Yohji Yamamoto: the fashion designer's work in sound and image

A big part of the experience of attending fashion shows is the music. Sometimes it's because the choice is so unexpected and brilliant (Marc Jacobs using the theme music to Jaws at his latest women's show, for example) or because a whole genre or era emerges as the soundtrack to an entire week of shows in a city (hip-hop at the recent men's shows in New York; post punk and early rave at the most recent LC:M). Fashion shows are fleeting, and despite the huge number of people involved – the sets, the lighting and a cast of beautiful models – it is the music that brings it all together.

Records of these rarified occasions do exist, though.
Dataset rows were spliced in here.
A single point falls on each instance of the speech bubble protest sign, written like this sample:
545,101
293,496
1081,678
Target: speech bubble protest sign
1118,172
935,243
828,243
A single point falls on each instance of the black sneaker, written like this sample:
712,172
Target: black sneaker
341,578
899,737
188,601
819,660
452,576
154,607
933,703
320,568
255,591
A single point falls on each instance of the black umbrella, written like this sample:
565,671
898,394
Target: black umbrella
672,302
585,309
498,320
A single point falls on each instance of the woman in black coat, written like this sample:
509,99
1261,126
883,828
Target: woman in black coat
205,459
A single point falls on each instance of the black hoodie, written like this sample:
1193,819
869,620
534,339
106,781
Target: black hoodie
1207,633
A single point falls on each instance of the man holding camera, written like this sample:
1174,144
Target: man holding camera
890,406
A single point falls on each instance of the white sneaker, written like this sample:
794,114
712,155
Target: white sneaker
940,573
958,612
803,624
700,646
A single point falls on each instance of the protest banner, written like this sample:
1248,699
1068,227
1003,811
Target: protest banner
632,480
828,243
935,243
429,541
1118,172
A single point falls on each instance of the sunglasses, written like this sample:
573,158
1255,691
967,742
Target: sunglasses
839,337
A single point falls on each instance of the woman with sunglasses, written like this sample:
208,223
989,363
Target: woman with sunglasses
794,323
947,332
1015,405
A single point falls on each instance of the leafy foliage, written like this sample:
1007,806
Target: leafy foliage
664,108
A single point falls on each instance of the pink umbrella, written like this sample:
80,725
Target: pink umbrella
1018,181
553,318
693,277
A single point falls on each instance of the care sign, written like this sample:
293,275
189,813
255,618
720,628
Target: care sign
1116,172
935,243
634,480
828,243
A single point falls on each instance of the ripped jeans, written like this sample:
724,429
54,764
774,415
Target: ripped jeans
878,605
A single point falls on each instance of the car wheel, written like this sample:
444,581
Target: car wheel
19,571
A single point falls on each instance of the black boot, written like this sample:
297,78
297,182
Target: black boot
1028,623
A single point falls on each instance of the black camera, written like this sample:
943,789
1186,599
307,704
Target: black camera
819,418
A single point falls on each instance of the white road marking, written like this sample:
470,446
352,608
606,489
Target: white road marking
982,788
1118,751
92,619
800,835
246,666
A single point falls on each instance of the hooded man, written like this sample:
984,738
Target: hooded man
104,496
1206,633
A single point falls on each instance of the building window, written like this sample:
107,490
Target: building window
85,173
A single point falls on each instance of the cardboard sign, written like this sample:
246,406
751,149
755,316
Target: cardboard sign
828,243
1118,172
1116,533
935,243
In an attempt to open up one such archive, LN-CC (Late Night Chameleon Cafe), the online store with a showroom in Dalston, London, has curated a selection of music and books covering the career of the designer Yohji Yamamatoin conjunction with his current collections for men and women online.

Yamamoto is an artist with a 30-year career span. His name is still resonant from the decade when "designer fashion" really came into mainstream vocabulary, and has been kept buoyant by high-profile collaborations with the likes of Adidas. As his current collections demonstrate, he is a designer still pushing at the boundaries of what is acceptable and has always put music at the centre of what he does, especially in his catwalk shows.

The curated items available include a series of volumes on CD called The Show, cataloguing the music composed for Yamamoto's Paris runway shows up to 2002, focusing on collaborations with Japanese contemporaries Ryuichi Sakamoto and other members of Yellow Magic Orchestra. The care with which such items have been catalogued, and the renown of the musicians involved, is testament to the scale of Yamamoto's vision over the last decades. The availability of this archive alongside his current collections on such a contemporary portal is also evidence of a longevity rare in fashion.

If this has piqued your interest in the documentation of fashion history, an exhibition that should be on your radar is the ICA's current Off-Site: A Journey Through London Subculture: 1980s to Now exhibition at the Old Selfridges hotel. In this fabulously dishevelled space, a vast room of individually curated vitrines demonstrates the complex links between the art world, music, nightlife and fashion, told through such ephemera as club flyers, fashion show invites, Polaroids and show accessories.